The default parameter dictionary is defined in read_filtering.settings. We include a few notes on each portion of this file.

from snakemake.utils import update_config

if(not config['clean']):
    ...

Note that if the --clean flag is specified, this default configuration is not set. This can be useful for troubleshooting or ensuring all input parameters have been specified.

    # Note: don't include http:// or https://
    config_default = {

The structure of the default config dictionary is covered on the Workflows page of the taco documentation.

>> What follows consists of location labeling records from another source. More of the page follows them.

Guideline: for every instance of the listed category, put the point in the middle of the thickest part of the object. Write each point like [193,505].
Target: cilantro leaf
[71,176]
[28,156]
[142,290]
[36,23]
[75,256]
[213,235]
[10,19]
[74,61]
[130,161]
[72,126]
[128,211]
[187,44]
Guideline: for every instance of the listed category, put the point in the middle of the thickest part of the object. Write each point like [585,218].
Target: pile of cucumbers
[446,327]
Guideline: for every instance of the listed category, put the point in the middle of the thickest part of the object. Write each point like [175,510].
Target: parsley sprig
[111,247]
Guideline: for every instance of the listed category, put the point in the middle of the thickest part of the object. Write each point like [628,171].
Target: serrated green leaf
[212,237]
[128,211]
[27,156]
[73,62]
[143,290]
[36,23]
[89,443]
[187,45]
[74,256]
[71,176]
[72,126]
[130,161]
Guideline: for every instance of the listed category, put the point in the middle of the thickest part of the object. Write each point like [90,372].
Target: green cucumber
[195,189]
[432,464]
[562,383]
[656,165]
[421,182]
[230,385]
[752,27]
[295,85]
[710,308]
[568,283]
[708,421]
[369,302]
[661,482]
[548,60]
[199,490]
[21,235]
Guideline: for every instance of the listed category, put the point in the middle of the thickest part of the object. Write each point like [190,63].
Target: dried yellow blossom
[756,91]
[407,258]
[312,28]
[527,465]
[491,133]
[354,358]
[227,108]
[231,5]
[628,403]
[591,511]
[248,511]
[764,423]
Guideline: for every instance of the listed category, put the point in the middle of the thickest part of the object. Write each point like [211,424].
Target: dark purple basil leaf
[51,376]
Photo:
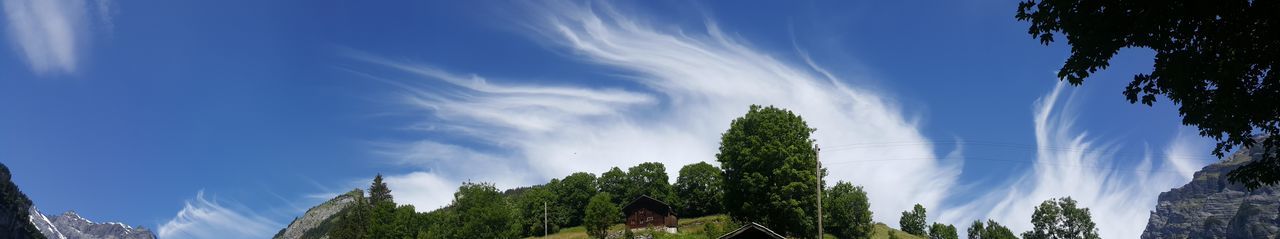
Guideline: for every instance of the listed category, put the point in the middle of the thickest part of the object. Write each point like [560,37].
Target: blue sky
[178,115]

It consists of top-level keys named for the workflow, or for the general "common" keys used by most or all rules (e.g., biocontainers).

We described the parameter dictionary structure as:

{
    '<workflow-name>' : {
        '<rule-name>' : {
            '<param-name>' : <param-value>,
            '<param-list>' : [<value1>, ...],
            ...
        }
    }
}

We see this structure below with two top-level keys, "biocontainers" and "read_filtering".

        "biocontainers" : {
            "trimmomatic" : {
                "use_local" : False,
                "quayurl" : "quay.io/biocontainers/trimmomatic",
                "version" : "0.36--5"
            },
            "fastqc" : {
                "use_local" : False,
                "quayurl" : "quay.io/biocontainers/fastqc",
                "version" : "0.11.7--pl5.22.0_2"
            },
            "khmer" : {
                "use_local" : False,
                "quayurl" : "quay.io/biocontainers/khmer",
                "version" : "2.1.2--py35_0"
            }
        },

The biocontainers key stores all information about container images for different programs used in this workflow. This information is shared across all rules so it is grouped under a common top-level key.

The other top-level key is the key named for the workflow.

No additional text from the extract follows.